В двух из трех писем Ахматовой к Бродскому в деревню Норенское упомянута известная фраза Бродского; Ахматова пишет: “И снова всплыли спасительные слова: “Главное это величие замысла””, “И в силе остаются Ваши прошлогодние слова: “Главное — это величие замысла””1 . Конечно, за этой фразой угадывается не только серьезный, но и шутливый оттенок, и все-таки серьезный несомненно преобладает. Выражение это восходит, как справедливо пишет Я. Гордин, один из лучших знатоков и интерпретаторов творчества Бродского, “к известной характеристике Пушкиным плана “Божественной комедии””. Но думаю, что пушкинский стих “прекрасное должно быть величаво” тоже был у Бродского на слуху и принят во внимание.

Понятно, почему эта фраза Бродского так нравилась поздней Ахматовой. В эпоху первых своих книг ей и в голову не пришло бы “носиться” с ней. “На коленях в огороде лебеду полю…”, “Мне с тобою пьяным весело…”, “Тебе покорной? Ты сошел с ума!..” и т.д. — какое уж тут величие замысла! Стихи создавались непредсказуемо, непреднамеренно, импульсивно, они фрагментарны и лаконичны, лирика — душа современного искусства.
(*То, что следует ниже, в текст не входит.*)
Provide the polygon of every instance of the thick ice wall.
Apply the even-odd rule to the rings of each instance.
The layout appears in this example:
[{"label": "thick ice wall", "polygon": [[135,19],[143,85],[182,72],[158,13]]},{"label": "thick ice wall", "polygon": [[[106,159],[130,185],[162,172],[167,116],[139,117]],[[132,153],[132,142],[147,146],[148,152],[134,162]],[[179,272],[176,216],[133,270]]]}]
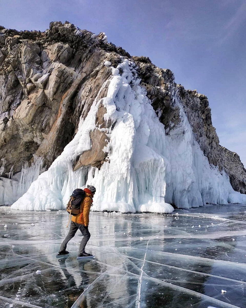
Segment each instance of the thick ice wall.
[{"label": "thick ice wall", "polygon": [[[177,93],[173,99],[181,121],[167,137],[168,159],[165,200],[178,208],[188,209],[206,203],[224,204],[246,202],[246,195],[235,191],[224,171],[210,165],[196,141]],[[168,143],[167,143],[167,144]]]},{"label": "thick ice wall", "polygon": [[[4,164],[4,161],[2,160]],[[34,156],[30,167],[23,166],[21,171],[14,176],[10,172],[8,178],[0,177],[0,205],[12,204],[26,192],[32,182],[38,178],[42,163],[42,157]]]},{"label": "thick ice wall", "polygon": [[[166,135],[134,66],[122,59],[117,68],[111,67],[112,76],[84,120],[81,119],[73,139],[13,208],[65,209],[72,190],[87,184],[97,189],[93,210],[170,213],[173,208],[169,204],[189,208],[206,203],[246,201],[245,195],[233,190],[224,172],[209,165],[174,90],[172,99],[181,121]],[[106,85],[106,95],[101,99]],[[107,110],[105,120],[112,124],[108,128],[95,123],[102,102]],[[73,172],[76,158],[91,148],[90,133],[95,129],[108,137],[106,161],[100,170],[89,166]]]}]

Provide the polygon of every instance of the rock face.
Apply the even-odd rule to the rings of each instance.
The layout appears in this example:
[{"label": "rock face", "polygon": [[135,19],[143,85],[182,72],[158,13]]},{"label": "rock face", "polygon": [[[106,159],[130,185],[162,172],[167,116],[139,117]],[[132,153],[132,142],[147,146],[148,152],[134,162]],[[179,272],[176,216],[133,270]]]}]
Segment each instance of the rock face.
[{"label": "rock face", "polygon": [[[107,63],[116,67],[123,59],[135,63],[166,134],[181,121],[175,98],[209,163],[224,170],[234,190],[245,193],[246,170],[236,153],[219,145],[205,95],[177,84],[170,70],[157,67],[148,58],[131,57],[108,43],[105,34],[96,35],[67,22],[51,22],[44,32],[0,27],[1,176],[18,174],[35,156],[42,158],[42,171],[48,169],[73,139],[96,98],[106,95],[112,74]],[[90,133],[91,148],[76,158],[74,171],[88,165],[100,168],[107,160],[103,150],[108,139],[101,129],[106,132],[112,127],[105,120],[106,111],[101,104]]]}]

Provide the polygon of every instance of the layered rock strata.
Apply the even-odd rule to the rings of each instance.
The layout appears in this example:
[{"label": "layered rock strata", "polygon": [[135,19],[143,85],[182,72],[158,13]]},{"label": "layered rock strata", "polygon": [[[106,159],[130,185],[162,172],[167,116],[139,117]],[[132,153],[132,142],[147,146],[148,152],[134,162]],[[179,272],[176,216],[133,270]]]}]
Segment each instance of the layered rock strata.
[{"label": "layered rock strata", "polygon": [[[52,22],[43,32],[0,30],[2,177],[31,166],[35,156],[42,158],[40,170],[47,169],[74,137],[93,102],[106,96],[112,74],[107,63],[116,67],[128,59],[135,63],[166,135],[181,121],[177,100],[209,163],[225,171],[234,189],[246,192],[246,171],[238,156],[220,145],[207,97],[176,84],[169,70],[157,67],[148,58],[131,57],[108,43],[104,33],[96,35],[67,22]],[[113,126],[105,120],[106,111],[101,104],[90,133],[91,148],[73,159],[74,171],[87,166],[100,169],[108,161],[107,130]]]}]

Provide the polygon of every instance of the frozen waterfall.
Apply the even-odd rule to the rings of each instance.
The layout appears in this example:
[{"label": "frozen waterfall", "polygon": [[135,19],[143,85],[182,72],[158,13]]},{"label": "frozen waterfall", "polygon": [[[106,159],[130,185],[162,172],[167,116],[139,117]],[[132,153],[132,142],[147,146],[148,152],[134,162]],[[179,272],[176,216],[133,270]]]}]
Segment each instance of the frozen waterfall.
[{"label": "frozen waterfall", "polygon": [[[246,195],[233,190],[227,175],[210,165],[193,137],[175,92],[171,93],[173,103],[179,106],[181,120],[166,135],[145,89],[139,85],[134,63],[122,60],[117,68],[111,67],[106,96],[97,98],[105,83],[87,116],[81,119],[73,139],[12,208],[65,209],[72,191],[88,184],[97,188],[94,211],[168,213],[173,209],[170,204],[189,208],[206,203],[246,202]],[[112,129],[96,127],[102,102],[107,109],[105,120],[111,120]],[[108,136],[104,150],[108,161],[100,170],[88,166],[73,172],[76,157],[91,148],[89,134],[95,129]]]}]

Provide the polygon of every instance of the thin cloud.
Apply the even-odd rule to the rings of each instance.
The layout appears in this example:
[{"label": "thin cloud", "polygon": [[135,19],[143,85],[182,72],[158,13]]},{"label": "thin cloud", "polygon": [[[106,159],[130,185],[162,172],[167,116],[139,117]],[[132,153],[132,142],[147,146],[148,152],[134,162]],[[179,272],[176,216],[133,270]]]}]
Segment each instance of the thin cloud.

Поздняя Ахматова куда более монументальна и торжественна. И не только в таких стихах, как “Мужество” или “В пионерском лагере”, но и в лирических — тоже. Достаточно вспомнить, как она читает: “Я к розам хочу, в тот единственный сад, / Где лучшая в мире стоит из оград…”, чтобы понять, о чем идет речь. Впрочем, вопреки этой отяжелевшей, окаменевшей интонации, то и дело пробивается прежняя, прелестная, непосредственная, живая: “И кажется такой нетрудной, / Белея в чаще изумрудной, / Дорога не скажу куда…”
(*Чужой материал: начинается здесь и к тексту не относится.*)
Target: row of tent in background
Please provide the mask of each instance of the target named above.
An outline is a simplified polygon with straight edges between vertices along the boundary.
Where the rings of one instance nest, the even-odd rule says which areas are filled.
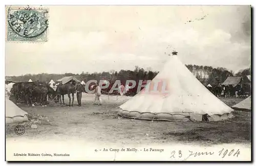
[[[61,81],[65,83],[70,79],[63,78]],[[118,115],[141,120],[214,122],[232,118],[234,110],[251,110],[250,96],[230,107],[212,95],[175,56],[169,58],[152,82],[155,79],[167,80],[171,92],[154,94],[142,90],[118,107]],[[147,85],[145,89],[147,86],[152,88]],[[26,112],[6,100],[6,123],[27,121]]]
[[[70,78],[72,78],[72,79],[74,79],[74,78],[73,78],[72,76],[70,76],[70,77],[65,77],[60,79],[59,79],[58,80],[57,80],[57,82],[62,82],[63,84],[65,84],[66,83],[63,83],[63,81],[62,80],[65,79],[65,78],[68,78],[68,79],[69,79]],[[76,81],[77,82],[80,82],[79,81]],[[29,79],[29,80],[28,81],[28,82],[33,82],[33,81],[30,79]],[[84,82],[84,81],[82,81],[80,83],[82,84],[82,85],[85,85],[86,84],[86,83]],[[52,87],[52,88],[56,88],[56,86],[57,85],[58,85],[58,83],[55,83],[55,82],[53,80],[51,80],[51,81],[49,82],[49,84],[50,84],[50,86]]]

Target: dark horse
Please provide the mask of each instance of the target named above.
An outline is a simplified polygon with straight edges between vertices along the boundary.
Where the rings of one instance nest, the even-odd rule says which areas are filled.
[[[70,104],[71,102],[71,97],[70,97],[70,93],[72,94],[72,104],[73,106],[74,103],[74,94],[75,91],[76,86],[70,83],[68,83],[65,84],[60,84],[58,85],[57,88],[56,89],[55,92],[57,94],[57,100],[59,100],[60,104],[61,103],[61,97],[62,96],[62,101],[63,104],[65,104],[64,102],[64,95],[68,94],[69,99],[69,106],[70,107]]]

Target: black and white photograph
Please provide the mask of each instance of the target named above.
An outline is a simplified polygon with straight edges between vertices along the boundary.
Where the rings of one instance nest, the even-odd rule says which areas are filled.
[[[250,5],[5,13],[6,161],[251,161]]]

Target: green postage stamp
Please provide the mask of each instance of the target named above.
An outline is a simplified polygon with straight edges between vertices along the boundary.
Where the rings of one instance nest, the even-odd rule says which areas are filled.
[[[47,41],[48,11],[42,8],[7,7],[7,39],[14,41]]]

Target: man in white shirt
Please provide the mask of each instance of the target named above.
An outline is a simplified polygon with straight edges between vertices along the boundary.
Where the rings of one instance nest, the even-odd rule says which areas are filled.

Но “величие замысла” импонировало ей и отвечало новым ее устремлениям. А Бродский осуществил это намерение на практике.

И тут, надо сказать, перегнул палку, зашел слишком далеко, наряду с замечательной, незабываемой лирикой создав, как пишет, впрочем, очень одобрительно, тот же Я. Гордин, “циклопический цикл, сравнимый по “величию замысла” <…> и по сложности расшифровки разве что с “пророческими поэмами” Уильяма Блейка. Цикл начинается “Большой элегией Джону Донну” (1963), затем следуют “большие стихотворения” того же года — “Исаак и Авраам” и незавершенная “Столетняя война”, “Пришла зима, и все, кто мог лететь…” (1964) и, наконец, “Горбунов и Горчаков” (1968). Эти тысячи строк объединены общей метрикой, общим метафорическим рядом, общими структурными приемами, но главное — имеют общий религиозно-философский фундамент”2 .
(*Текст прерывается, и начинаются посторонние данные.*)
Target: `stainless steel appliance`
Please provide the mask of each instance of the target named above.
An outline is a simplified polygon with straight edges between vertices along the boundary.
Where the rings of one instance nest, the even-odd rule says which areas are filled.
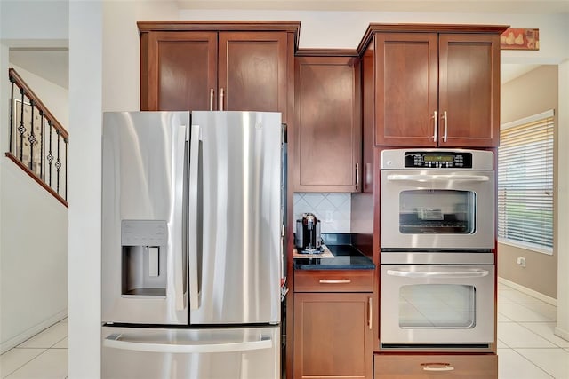
[[[382,252],[383,349],[488,349],[494,341],[493,253]]]
[[[480,150],[381,152],[381,248],[495,248],[493,154]]]
[[[320,220],[314,214],[304,213],[301,219],[296,220],[294,241],[301,253],[314,253],[320,250],[322,245]]]
[[[380,186],[381,348],[490,351],[493,152],[384,150]]]
[[[279,376],[280,114],[103,121],[102,376]]]

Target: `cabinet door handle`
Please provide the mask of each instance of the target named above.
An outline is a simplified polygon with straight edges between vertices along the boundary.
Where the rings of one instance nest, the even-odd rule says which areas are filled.
[[[321,279],[318,282],[320,284],[349,284],[352,280],[349,279]]]
[[[454,367],[450,363],[432,362],[421,363],[424,371],[453,371]]]
[[[433,112],[433,120],[435,120],[435,130],[433,130],[433,142],[438,139],[438,116],[437,111]]]
[[[369,320],[367,320],[367,327],[370,328],[370,330],[372,330],[372,316],[373,315],[373,301],[371,297],[367,298],[367,305],[369,307],[369,310],[368,310]]]
[[[443,120],[445,120],[445,134],[443,134],[443,142],[446,142],[448,132],[448,117],[446,116],[446,111],[443,112]]]

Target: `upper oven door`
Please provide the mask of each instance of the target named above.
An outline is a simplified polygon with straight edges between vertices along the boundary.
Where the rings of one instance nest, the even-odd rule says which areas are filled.
[[[494,249],[493,170],[381,170],[381,247]]]

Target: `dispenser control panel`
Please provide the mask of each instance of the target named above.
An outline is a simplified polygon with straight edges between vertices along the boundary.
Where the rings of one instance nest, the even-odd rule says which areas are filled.
[[[472,154],[467,152],[406,152],[405,167],[472,169]]]
[[[162,220],[121,221],[123,246],[165,246],[168,244],[168,224]]]

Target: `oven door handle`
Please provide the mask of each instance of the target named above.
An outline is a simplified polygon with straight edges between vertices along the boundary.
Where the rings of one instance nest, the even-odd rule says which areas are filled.
[[[407,181],[407,182],[442,182],[442,181],[461,181],[461,182],[487,182],[490,177],[487,175],[388,175],[388,180],[390,181]]]
[[[404,278],[482,278],[488,276],[490,273],[487,270],[472,270],[464,272],[416,272],[416,271],[405,271],[405,270],[388,270],[388,275],[390,276],[401,276]]]

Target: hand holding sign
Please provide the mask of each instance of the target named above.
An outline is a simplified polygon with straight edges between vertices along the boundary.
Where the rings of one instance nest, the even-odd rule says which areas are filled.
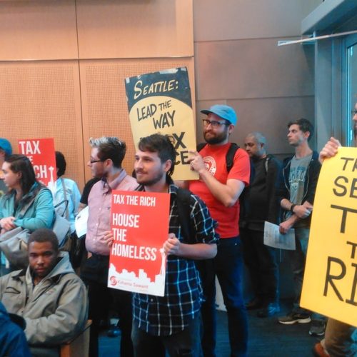
[[[207,169],[203,162],[203,159],[197,151],[189,151],[188,154],[188,162],[190,163],[191,170],[201,174]]]
[[[306,201],[301,205],[296,205],[293,208],[293,213],[301,219],[308,217],[312,212],[313,205]]]
[[[166,256],[180,256],[181,242],[173,233],[169,233],[167,241],[164,243],[164,251]]]

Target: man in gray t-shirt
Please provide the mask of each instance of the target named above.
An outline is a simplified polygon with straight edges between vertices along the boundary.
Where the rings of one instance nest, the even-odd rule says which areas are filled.
[[[295,149],[295,155],[286,159],[283,164],[283,187],[280,190],[281,206],[283,210],[280,232],[285,234],[295,229],[295,251],[287,251],[293,278],[295,299],[292,311],[278,320],[291,325],[311,321],[311,312],[300,306],[305,261],[310,233],[311,214],[320,173],[318,154],[308,146],[313,126],[307,119],[301,119],[288,124],[288,140]]]

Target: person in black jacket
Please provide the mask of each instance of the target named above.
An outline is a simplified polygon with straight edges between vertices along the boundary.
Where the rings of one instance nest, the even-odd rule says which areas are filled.
[[[248,310],[263,308],[258,317],[268,317],[280,311],[278,267],[276,250],[264,245],[264,221],[278,224],[280,204],[276,189],[281,181],[281,163],[267,154],[266,139],[261,133],[251,133],[244,146],[251,158],[252,181],[242,198],[239,224],[244,261],[249,271],[253,298]]]
[[[313,126],[304,119],[288,124],[288,140],[295,149],[295,154],[283,163],[283,184],[280,193],[281,206],[283,210],[280,232],[285,234],[295,229],[295,251],[287,251],[294,278],[295,300],[293,308],[286,316],[278,318],[285,325],[307,323],[311,312],[300,306],[305,261],[310,233],[311,214],[316,191],[321,164],[318,154],[308,146],[313,134]]]

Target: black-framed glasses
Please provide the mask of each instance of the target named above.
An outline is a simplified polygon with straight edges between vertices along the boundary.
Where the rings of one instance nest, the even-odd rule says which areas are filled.
[[[222,125],[226,125],[227,126],[229,125],[229,123],[227,123],[226,121],[218,121],[217,120],[211,120],[208,119],[202,119],[202,123],[203,124],[203,126],[208,126],[211,124],[212,128],[219,128]]]
[[[101,160],[101,159],[99,159],[99,160],[89,160],[89,162],[90,162],[91,164],[95,164],[96,162],[100,162],[100,161],[103,162],[103,161],[105,161],[105,160]]]

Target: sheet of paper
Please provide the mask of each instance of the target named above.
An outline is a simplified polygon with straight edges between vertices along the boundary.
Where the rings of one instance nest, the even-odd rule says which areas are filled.
[[[266,221],[264,223],[264,244],[279,249],[295,251],[295,231],[289,229],[286,234],[281,234],[278,225]]]
[[[81,237],[87,233],[87,221],[88,215],[89,213],[89,208],[87,206],[76,216],[74,221],[74,227],[76,228],[76,233],[77,237]]]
В отличие от Гордина, мне эти “тысячи строк”, “циклопическая” кладка, “фундамент”, эта гигантомания представляются затеей утомительной и тяжеловесной. То ли дело “В деревне Бог живет не по углам…”, “Вечером” (“Снег сено запорошил…”), “Подсвечник”, “Пророчество” (“Мы будем жить с тобой на берегу…”), “Зимним вечером в Ялте” — нарочно называю стихи тех же 60-х годов, но обошедшиеся без “величия замысла”, стремительные и короткие.

То же самое, мне кажется, можно сказать о его стихах 70–80-х. Как хороши “Письма римскому другу”, стихи из цикла “Часть речи”, и как скучны, например, “Эклоги” с их заданностью и затянутостью. Да еще дольник с его отклонениями от метрической схемы придает этому потоку слов особое интонационное однообразие, механическую назойливость.

Предвижу несогласие тех, кто любит или делает вид, что любит именно такие, то есть бесконечно длинные стихи (и поэмы), написанные “дедуктивным методом”, “на тему”, заявленную в названии стихотворения (“три звездочки” над стихами — вещь, для Бродского нехарактерная, но, например, в прекрасном цикле “Часть речи” они есть — и это неслучайно!). Строфа за строфой нанизываются на сюжетный стержень, демонстрируя виртуозность и колоссальные атлетические способности всe одной и той же изначально заданной мысли — в бессчетных ее вариациях. Так реализуется “величие замысла” — и эта умышленность обезвоживает стихи, лишает их воздуха, перебор не оставляет места “недосказанности” — самому загадочному свойству стихов, не поддающемуся логическому объяснению.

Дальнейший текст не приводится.